Re: Proposed URLs that robots should search

Andrew Daviel (andrew@andrew.triumf.ca)
Tue, 24 Oct 1995 02:48:19 -0700 (PDT)


Let's see if I can reply to everyone without getting in a tangle ... :)=

>>I'm trying to build a database of URLs for business...
>I can't quite contain the urge to say, "Isn't everyone?"
Know any good ones? Nothing jumped out at me from CUSI, or Submit-It, etc.

>I have seen few .. business sites that don't offer text-only versions
I seem to keep seeing sites that say "Works best with Netscape 1.2 - get
it!"

>Could we start .. standard way to set forth the name of the site?
Having it in the <title> of the document root is quite common, but you get
"BloggCo Home Page", "Welcome to BloggCo", and sometimes
"Welcome to B L O G G C O". I've tried looking for non-dictionary words
with some success.

>>/linecard.txt - for commercial sites, a text file with comma-delimited
>> line items (brands) manufactured or stocked

>This will drown in details.
>Yup.
This was a suggestion from a professional buyer. Sure, collecting these
for the whole world would get out of control, but with a small enough
scope it might be manageable. The buyers look up brand names in a huge
12-volume book to find distributors or manufacturers. Finding who stocks
Motorcraft in Tipperary can't produce that many records.

>Well, I hate to repeat myself, but ALIWEB's /site.idx will give you ..

Didn't know about it. Looks like what I was thinking of. I see it has
keywords ( >..Disagree greatly. This opens a giant can ... )

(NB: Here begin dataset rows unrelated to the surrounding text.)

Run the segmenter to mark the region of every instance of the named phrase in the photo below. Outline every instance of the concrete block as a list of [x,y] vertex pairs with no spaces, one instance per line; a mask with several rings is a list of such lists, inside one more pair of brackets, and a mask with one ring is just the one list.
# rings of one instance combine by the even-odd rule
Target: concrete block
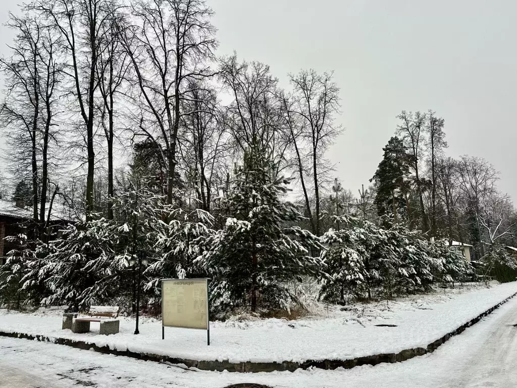
[[66,329],[72,330],[72,321],[74,318],[77,318],[77,312],[65,312],[63,314],[63,322],[61,325],[61,329],[64,330]]
[[88,321],[78,321],[74,319],[72,322],[72,331],[73,333],[88,333],[90,331],[90,322]]
[[118,327],[120,321],[101,321],[100,331],[99,334],[109,335],[116,334],[118,333]]

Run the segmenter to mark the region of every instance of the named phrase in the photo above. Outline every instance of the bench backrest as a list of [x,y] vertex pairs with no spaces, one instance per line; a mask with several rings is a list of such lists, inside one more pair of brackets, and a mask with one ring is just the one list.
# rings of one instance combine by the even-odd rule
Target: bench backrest
[[116,318],[118,316],[120,308],[117,306],[90,306],[88,315],[92,317],[111,317]]

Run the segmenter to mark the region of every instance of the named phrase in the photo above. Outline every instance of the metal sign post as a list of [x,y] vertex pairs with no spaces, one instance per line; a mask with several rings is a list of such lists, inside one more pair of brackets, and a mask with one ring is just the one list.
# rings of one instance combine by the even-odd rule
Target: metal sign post
[[195,329],[206,330],[210,345],[209,280],[162,279],[162,339],[165,326]]

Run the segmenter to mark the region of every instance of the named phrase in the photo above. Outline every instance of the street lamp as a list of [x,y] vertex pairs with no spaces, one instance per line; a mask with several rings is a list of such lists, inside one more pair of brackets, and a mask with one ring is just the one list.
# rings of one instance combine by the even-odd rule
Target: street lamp
[[147,259],[143,258],[142,256],[143,253],[140,251],[136,255],[136,260],[135,260],[133,258],[129,259],[129,265],[133,266],[135,264],[137,265],[136,271],[138,272],[138,284],[136,286],[136,325],[134,329],[135,334],[139,334],[140,333],[138,330],[138,321],[140,314],[140,282],[142,276],[142,267],[143,265],[147,265],[148,262]]

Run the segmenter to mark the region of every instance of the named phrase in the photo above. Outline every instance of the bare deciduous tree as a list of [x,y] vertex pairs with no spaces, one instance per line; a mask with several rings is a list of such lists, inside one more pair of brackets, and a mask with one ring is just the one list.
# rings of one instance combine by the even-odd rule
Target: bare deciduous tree
[[52,201],[47,214],[49,167],[58,157],[55,150],[51,154],[50,147],[57,142],[58,135],[53,128],[57,125],[63,52],[59,37],[33,16],[11,14],[8,25],[17,37],[10,48],[12,56],[0,60],[7,87],[1,118],[8,130],[15,175],[30,173],[33,217],[41,235],[51,210]]
[[420,112],[414,114],[402,111],[397,118],[401,122],[397,126],[397,132],[404,139],[412,154],[412,167],[415,173],[415,186],[420,203],[422,227],[423,231],[427,232],[429,231],[429,224],[423,203],[423,188],[418,164],[422,154],[422,143],[423,142],[422,135],[424,130],[426,115]]
[[[294,88],[295,102],[287,109],[290,113],[300,119],[297,122],[298,129],[293,130],[295,125],[291,126],[291,140],[296,152],[300,181],[304,182],[303,195],[312,232],[320,236],[322,234],[321,191],[330,171],[330,163],[325,160],[324,154],[342,131],[341,127],[334,122],[340,109],[339,88],[332,79],[332,73],[318,74],[313,70],[303,70],[296,75],[290,74],[290,79]],[[310,160],[310,167],[300,168],[305,164],[306,158]],[[309,201],[311,196],[308,192],[309,189],[305,184],[306,174],[312,180],[314,212]]]
[[[96,125],[95,91],[98,86],[96,70],[104,24],[110,14],[105,0],[37,0],[31,8],[39,12],[63,37],[63,46],[70,56],[67,73],[73,85],[71,100],[77,104],[86,143],[86,219],[94,210],[94,149]],[[73,92],[72,91],[73,90]]]
[[428,113],[427,125],[425,130],[429,136],[429,159],[431,169],[431,235],[436,235],[436,190],[438,186],[437,160],[443,155],[444,148],[447,146],[444,133],[445,121],[437,117],[431,110]]
[[[499,179],[499,173],[482,158],[468,155],[460,157],[457,169],[460,176],[460,187],[463,195],[475,213],[476,226],[481,236],[481,201],[494,192],[495,183]],[[482,255],[484,255],[482,244],[480,248]]]
[[127,21],[121,33],[135,76],[136,121],[161,150],[172,203],[181,101],[189,81],[211,75],[206,62],[217,44],[213,12],[204,0],[141,0],[131,13],[134,22]]

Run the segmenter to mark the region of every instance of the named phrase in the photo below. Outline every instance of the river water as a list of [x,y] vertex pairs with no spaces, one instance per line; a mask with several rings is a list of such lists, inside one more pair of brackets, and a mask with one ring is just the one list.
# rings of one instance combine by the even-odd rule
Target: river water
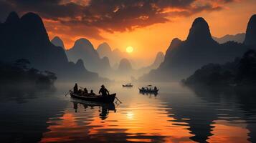
[[[100,83],[78,83],[97,92]],[[73,83],[42,89],[0,88],[1,142],[256,142],[255,92],[189,89],[156,83],[105,83],[122,103],[100,104],[64,96]]]

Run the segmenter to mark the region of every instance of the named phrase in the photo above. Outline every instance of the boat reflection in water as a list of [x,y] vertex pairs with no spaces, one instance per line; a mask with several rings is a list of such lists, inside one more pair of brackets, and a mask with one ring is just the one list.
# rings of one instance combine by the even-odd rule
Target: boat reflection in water
[[82,106],[84,109],[90,108],[93,109],[95,108],[99,109],[100,118],[103,120],[107,119],[108,114],[110,111],[116,112],[115,107],[113,103],[94,103],[94,102],[77,102],[72,101],[73,108],[75,112],[77,112],[78,106]]
[[155,97],[156,97],[158,93],[158,92],[139,92],[141,94],[143,95],[149,95],[149,97],[151,97],[151,95],[154,95]]

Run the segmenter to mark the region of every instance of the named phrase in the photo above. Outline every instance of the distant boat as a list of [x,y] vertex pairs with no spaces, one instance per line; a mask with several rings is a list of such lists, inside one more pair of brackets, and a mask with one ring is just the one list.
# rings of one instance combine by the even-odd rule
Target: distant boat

> >/robots.htm - an HTML list of links
> Why HTML?

A simplistic idea. I figured that if existing robots are written to
traverse HTML, then giving them an HTML file to start from would be
fairly easy.

Re. site.idx, is this a fairly open-ended list of fields? I had in mind some
fields relevant to larger businesses, like Sales-Email, Info-Email,
Tech-Email, Sales-FaxBack, etc. etc. for voice, fax, email where some places
may have separate hotlines for hardware, software, licenses, etc. How to
handle this for big concerns that have one website and hundreds of regional
offices is another problem.

I find the Lat/Long format in IAFA a bit strange; I use the "standard"
navigational format from navigation books, GPS and Loran, etc. eg. 49D14.7N
123D13.6W, except that as there isn't a degree symbol in ASCII I've used "D",
which makes it similar to the NMEA0182 format. The current NMEA0183 standard
for navigation equipment would use something like:
$LCGLL,4001.74,N,07409.43,W for 40 degrees 1.74 minutes North, 74 degrees
9.43 minutes West. Anyway, it's just bits and easy enough to convert.

>How are you going to get a system administrator to implement all these
>files?

Well, one might assume that a good many HTML authors and Webmasters read
comp.infosystems.author.html, or whatever it's called. Or one could
just send them all mail ... 50,000 returned mail messages wouldn't make
too much of a dent in my disk ... :)=

>I'd propose it be implemented into the HTTP protocol ..
I'd think it might take a while for everyone to update their
servers - say, at least 2 years...

Andrew Daviel email: advax@triumf.ca